Nickel Lulay, genannt der Backnickel, hatte das Bäckerhandwerk gelernt. Er verstand es aus dem ff, den Teig zu kneten und zu walken, zu salzen und mit Hefe zu versetzen, nur ließ ihn sein Meister nicht schießen, weil er mit dem rechten Auge in die linke Westentasche sehen konnte und gleichzeitig umgekehrt mit dem linken in die rechte. Das war's, woraus der ungerechte Mann den verfänglichen Schluß zog, sein Lehrling habe kein Augenmaß, und das Brot würde an den Rändern grindig, wenn er ihm den Backofen anvertraue.
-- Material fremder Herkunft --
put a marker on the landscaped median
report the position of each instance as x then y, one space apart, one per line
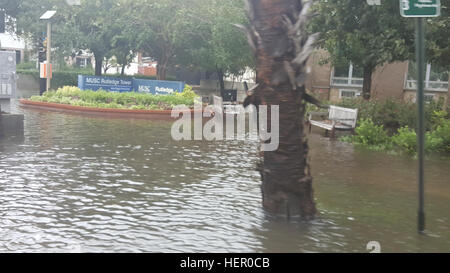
73 98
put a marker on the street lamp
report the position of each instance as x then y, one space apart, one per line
47 16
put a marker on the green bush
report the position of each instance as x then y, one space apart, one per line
368 133
406 139
128 100
69 76
439 139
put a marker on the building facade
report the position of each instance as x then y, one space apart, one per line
395 81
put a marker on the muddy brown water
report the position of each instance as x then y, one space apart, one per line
93 184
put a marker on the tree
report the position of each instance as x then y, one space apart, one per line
282 46
160 29
92 22
367 36
217 45
438 38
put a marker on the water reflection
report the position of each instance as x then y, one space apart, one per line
92 184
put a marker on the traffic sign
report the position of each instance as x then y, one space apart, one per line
420 8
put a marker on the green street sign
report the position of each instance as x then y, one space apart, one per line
420 8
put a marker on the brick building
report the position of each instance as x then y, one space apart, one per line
395 80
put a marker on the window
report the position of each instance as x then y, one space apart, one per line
428 97
83 62
348 93
347 75
436 78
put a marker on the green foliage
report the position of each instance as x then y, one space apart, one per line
393 115
60 78
368 133
439 139
373 133
26 66
129 100
365 35
406 139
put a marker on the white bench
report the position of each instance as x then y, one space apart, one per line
339 118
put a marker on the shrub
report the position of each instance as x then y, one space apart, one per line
439 139
406 139
128 100
368 133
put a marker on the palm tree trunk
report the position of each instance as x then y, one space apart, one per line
282 47
367 82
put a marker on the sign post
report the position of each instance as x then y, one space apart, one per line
420 9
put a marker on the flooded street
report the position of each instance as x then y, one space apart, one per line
93 184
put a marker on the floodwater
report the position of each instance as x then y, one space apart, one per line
92 184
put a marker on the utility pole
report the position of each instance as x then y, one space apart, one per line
47 16
420 9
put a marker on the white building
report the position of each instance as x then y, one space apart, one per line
11 42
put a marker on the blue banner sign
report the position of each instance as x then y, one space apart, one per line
106 83
128 85
158 87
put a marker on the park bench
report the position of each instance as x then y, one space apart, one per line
339 118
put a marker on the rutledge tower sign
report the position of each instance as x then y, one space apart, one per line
420 8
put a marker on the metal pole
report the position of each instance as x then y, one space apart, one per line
49 42
420 54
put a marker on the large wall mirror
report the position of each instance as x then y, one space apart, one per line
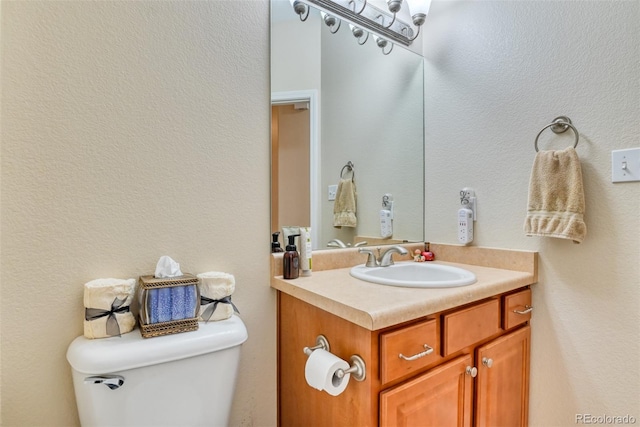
335 103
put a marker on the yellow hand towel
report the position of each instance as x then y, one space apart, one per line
556 197
344 208
216 288
107 303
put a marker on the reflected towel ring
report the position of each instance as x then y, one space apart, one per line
349 167
559 125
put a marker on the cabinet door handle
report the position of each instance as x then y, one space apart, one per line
527 309
428 350
487 362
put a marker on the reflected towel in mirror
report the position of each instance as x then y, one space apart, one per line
344 208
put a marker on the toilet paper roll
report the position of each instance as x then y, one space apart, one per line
320 372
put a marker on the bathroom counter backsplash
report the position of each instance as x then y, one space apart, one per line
372 306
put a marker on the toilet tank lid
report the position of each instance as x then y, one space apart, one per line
130 351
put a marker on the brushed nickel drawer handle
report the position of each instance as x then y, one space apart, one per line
428 350
528 309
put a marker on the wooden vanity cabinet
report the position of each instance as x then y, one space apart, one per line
476 375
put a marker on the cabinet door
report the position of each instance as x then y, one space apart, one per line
502 385
439 397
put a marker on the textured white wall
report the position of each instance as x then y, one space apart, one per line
130 130
497 72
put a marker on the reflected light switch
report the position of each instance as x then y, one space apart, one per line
625 165
333 189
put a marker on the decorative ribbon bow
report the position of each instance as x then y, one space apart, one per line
113 328
206 315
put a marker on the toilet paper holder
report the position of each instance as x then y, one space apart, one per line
357 367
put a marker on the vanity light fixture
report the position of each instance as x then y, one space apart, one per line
363 17
300 8
359 33
382 44
332 22
418 9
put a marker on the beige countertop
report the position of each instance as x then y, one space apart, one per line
374 306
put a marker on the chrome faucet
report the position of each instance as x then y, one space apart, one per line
385 259
371 259
336 243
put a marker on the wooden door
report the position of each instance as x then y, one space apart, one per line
502 385
439 397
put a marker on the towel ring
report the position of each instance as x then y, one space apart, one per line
559 125
349 167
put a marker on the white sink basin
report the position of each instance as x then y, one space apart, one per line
415 275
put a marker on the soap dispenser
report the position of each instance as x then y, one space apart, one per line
275 244
291 259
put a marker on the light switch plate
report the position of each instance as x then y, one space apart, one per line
625 165
333 189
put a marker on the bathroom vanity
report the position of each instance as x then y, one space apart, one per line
445 356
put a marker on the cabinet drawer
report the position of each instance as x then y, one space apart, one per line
517 309
468 326
409 342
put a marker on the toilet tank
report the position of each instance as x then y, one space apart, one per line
185 379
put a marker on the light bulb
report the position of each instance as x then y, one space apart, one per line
418 9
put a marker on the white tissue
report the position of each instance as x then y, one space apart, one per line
320 371
167 267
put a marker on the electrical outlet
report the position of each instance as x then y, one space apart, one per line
333 190
625 165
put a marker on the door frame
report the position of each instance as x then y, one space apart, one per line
310 96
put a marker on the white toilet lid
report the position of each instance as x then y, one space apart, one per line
129 351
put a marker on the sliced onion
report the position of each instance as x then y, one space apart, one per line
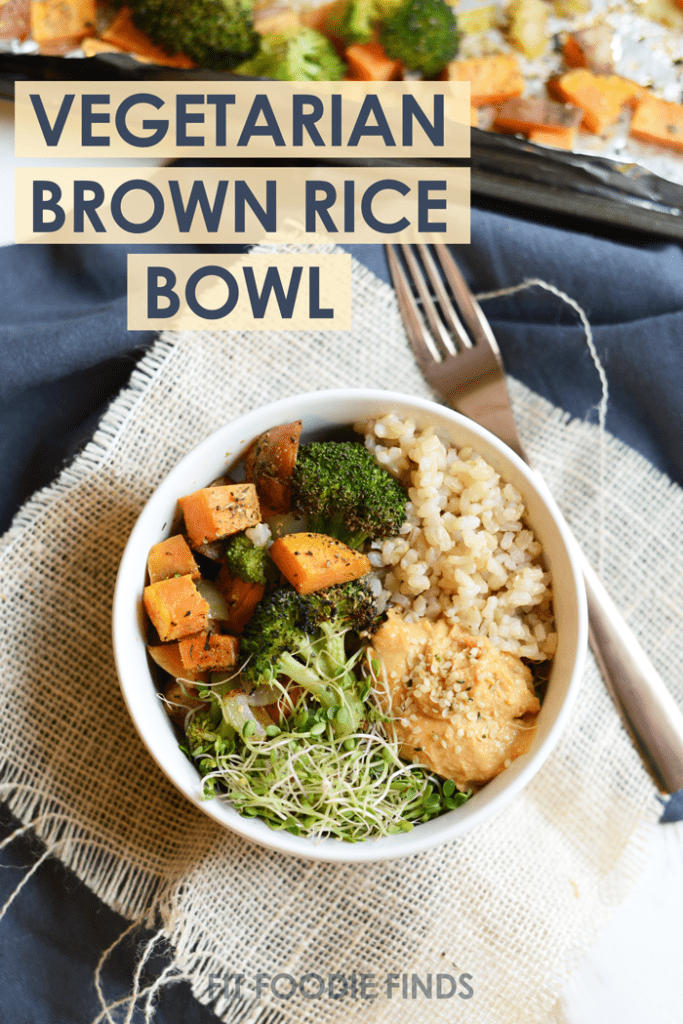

Auch konnte er nicht lange stehen, denn sein Untergestell war etwas kreuzstöckig geraten, so zwar, daß Klaus Priester seine Konfirmandenhosen über einen Sägebock arbeitete und stolz auf sein Kunstwerk zu seiner Gattin sagte: »Mariann, die werd'n recht, bis die Knöpf' noch dran sind.«

Es war also wenig Aussicht, daß der Backnickel unter sotanen Umständen sein Meisterstück machen und selbständig werden könne. Deshalb trat er eines Tages vor seine Mutter und erklärte: »Er wolle einmal die Erdkugel unter 196 die Füße nehmen. Entweder käme er mit einem Zylinder auf dem Kopfe wieder oder nie mehr.«

Seine Mutter weinte und suchte ihm das Wagestück auszureden. Er blieb bei seinem Entschluß und wanderte eines Tages, den Berliner, aus dem rechts ein Pantoffel, links eine Schuhbürste neugierig ins Land hineinsahen, auf dem Rücken, zum Tore hinaus. Er schrieb nicht. Er schrieb um alle Welt nicht und ließ seine Mutter und sonst jedermann im Unklaren, ob er diesseits oder jenseits des Äquators weile. Endlich nach acht langen Wochen kam ein unfrankierter Brief, der seine Mutter einen Augenblick in Verlegenheit brachte, denn sie hatte neben dem Mangel an großem zur Stunde auch kein kleines Geld im Hause. Und doch hätte sie für ihr Leben gern gewußt, was in dem Briefe stehe.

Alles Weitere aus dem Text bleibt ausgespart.